The MSC induction products and a 4‐week‐old rat bone (femur and tibia) sample for NMR measurement were also tested using XRD. XRD of the powder samples were recorded on a D8 VENTURE X‐ray Diffractometer (Bruker, Karlsruhe, Germany) using Cu Kα radiation (λ = 1.54184 Å) with an acceleration voltage of 50 kV and a current of 1 mA at 298 K or 150 K. The distance from the crystal to the detector was 50 mm with 60‐second exposure time.( )

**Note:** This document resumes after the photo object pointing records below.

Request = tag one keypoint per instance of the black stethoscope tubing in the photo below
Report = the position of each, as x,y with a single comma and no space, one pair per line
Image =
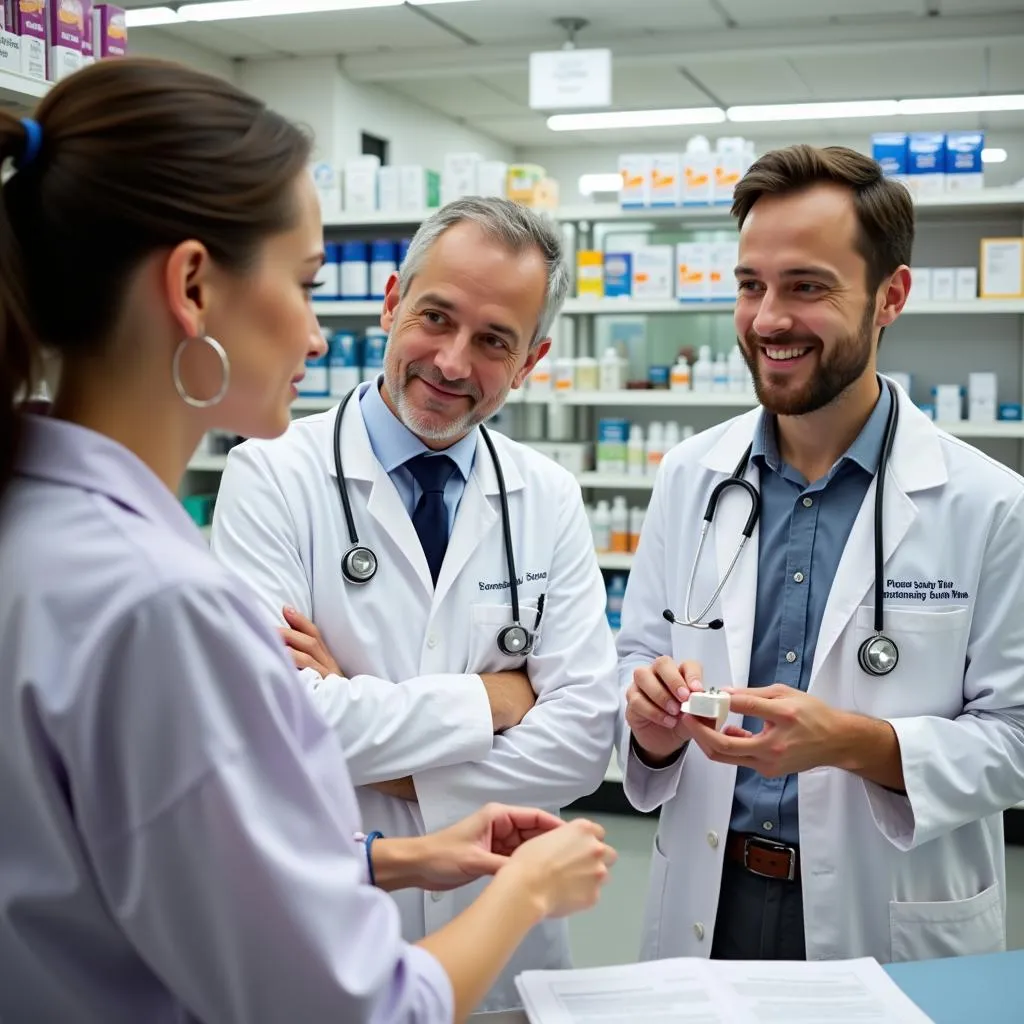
359,564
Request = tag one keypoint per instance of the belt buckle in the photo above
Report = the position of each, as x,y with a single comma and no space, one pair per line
767,844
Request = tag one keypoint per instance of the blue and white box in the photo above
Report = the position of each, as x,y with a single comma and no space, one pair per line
343,364
329,275
617,275
314,384
889,148
383,262
354,271
964,168
926,163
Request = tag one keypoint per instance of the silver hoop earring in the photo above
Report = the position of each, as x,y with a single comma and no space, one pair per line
225,372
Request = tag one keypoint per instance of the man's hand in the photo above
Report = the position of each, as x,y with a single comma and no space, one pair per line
478,845
652,709
306,645
511,696
400,788
802,732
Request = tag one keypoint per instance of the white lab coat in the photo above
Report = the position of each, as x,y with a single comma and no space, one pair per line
886,876
413,704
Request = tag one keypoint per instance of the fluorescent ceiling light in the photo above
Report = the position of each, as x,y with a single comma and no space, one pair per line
814,112
227,10
590,183
637,119
963,104
139,17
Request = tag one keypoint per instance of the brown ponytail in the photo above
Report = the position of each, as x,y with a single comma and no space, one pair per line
15,345
135,156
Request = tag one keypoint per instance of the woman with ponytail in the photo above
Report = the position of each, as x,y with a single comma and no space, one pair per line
178,835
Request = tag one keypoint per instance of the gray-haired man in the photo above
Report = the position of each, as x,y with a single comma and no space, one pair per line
434,717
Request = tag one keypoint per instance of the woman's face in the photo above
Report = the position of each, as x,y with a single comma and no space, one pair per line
266,324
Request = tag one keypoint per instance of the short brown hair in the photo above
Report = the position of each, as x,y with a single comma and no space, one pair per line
884,207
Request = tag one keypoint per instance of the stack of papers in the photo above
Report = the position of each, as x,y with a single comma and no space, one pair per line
699,991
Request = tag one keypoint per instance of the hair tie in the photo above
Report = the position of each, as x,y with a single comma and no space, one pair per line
33,142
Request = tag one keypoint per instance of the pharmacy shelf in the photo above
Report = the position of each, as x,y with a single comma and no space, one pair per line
203,463
361,308
657,398
614,481
614,560
19,91
612,307
951,204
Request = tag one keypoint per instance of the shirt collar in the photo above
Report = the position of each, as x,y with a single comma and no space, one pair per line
864,451
393,443
74,456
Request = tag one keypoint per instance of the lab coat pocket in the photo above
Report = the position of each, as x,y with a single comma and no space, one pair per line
929,676
485,622
650,942
948,928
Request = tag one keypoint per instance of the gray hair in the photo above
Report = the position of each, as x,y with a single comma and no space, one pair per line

Transmission electron microscopy

The transmission electron microscopy (TEM) images were acquired by a Tecnai G2 Spirit Transmission Electron Microscope (Thermo Fisher Scientific, Waltham, MA, USA) with an acceleration voltage of 120 kV. All the cell samples were first resuspended using 20 μL double‐distilled water (ddH2O) and then centrifuged at 800g, 24°C for 10 seconds. Five microliters (5 μL) of supernatant was applied to coat the carbon‐coated copper grid (300 meshes; Beijing Zhongjingkeyi Technology Co., Ltd., Beijing, China) for 60 seconds. The grid was washed twice using 5 μL ddH2O for 45 seconds then 5 μL of 2% uranyl acetate was applied for 60 seconds. In each step, the solution was blotted away using filter paper touching the edges of the grids.

Results

MSCs from different rats and with different chemical treatments displayed different mineralization ability revealed by SSNMR

First, MSCs from the femur and tibia bone marrow of a 3‐month‐old and a 2‐week‐old SD rat were extracted according to the literature.( ) The cells were incubated using DMEM supplemented with 10% FBS and 1% P/S. The adherent cell population growing in colonies was selected for further experiments. Osteogenic differentiation was induced by treating the cells with a combination of Dex, β‐GPO4, and Asc for 14 days. Two preparations were carried out using 200nM Dex, 20mM β‐GPO4 but two different concentrations of Asc (50μM for MSCs from the 3‐month‐old rat, 400μM for MSCs from the 2‐week‐old rat). It has been demonstrated that Dex induces MSC differentiation into osteoblasts by activating osteogenic transcription factor Runx2 expression. β‐GPO4 could not only provide the cells a phosphate source, but also act as a signaling molecule to regulate the expression of many osteogenic genes in the cells. Asc is a cofactor for enzymes that hydroxylate proline and lysine in pro‐collagen, thereby facilitating the secretion of collagen type I in the ECM and subsequently leading to the gene expression of osteogenic proteins in the nucleus.( )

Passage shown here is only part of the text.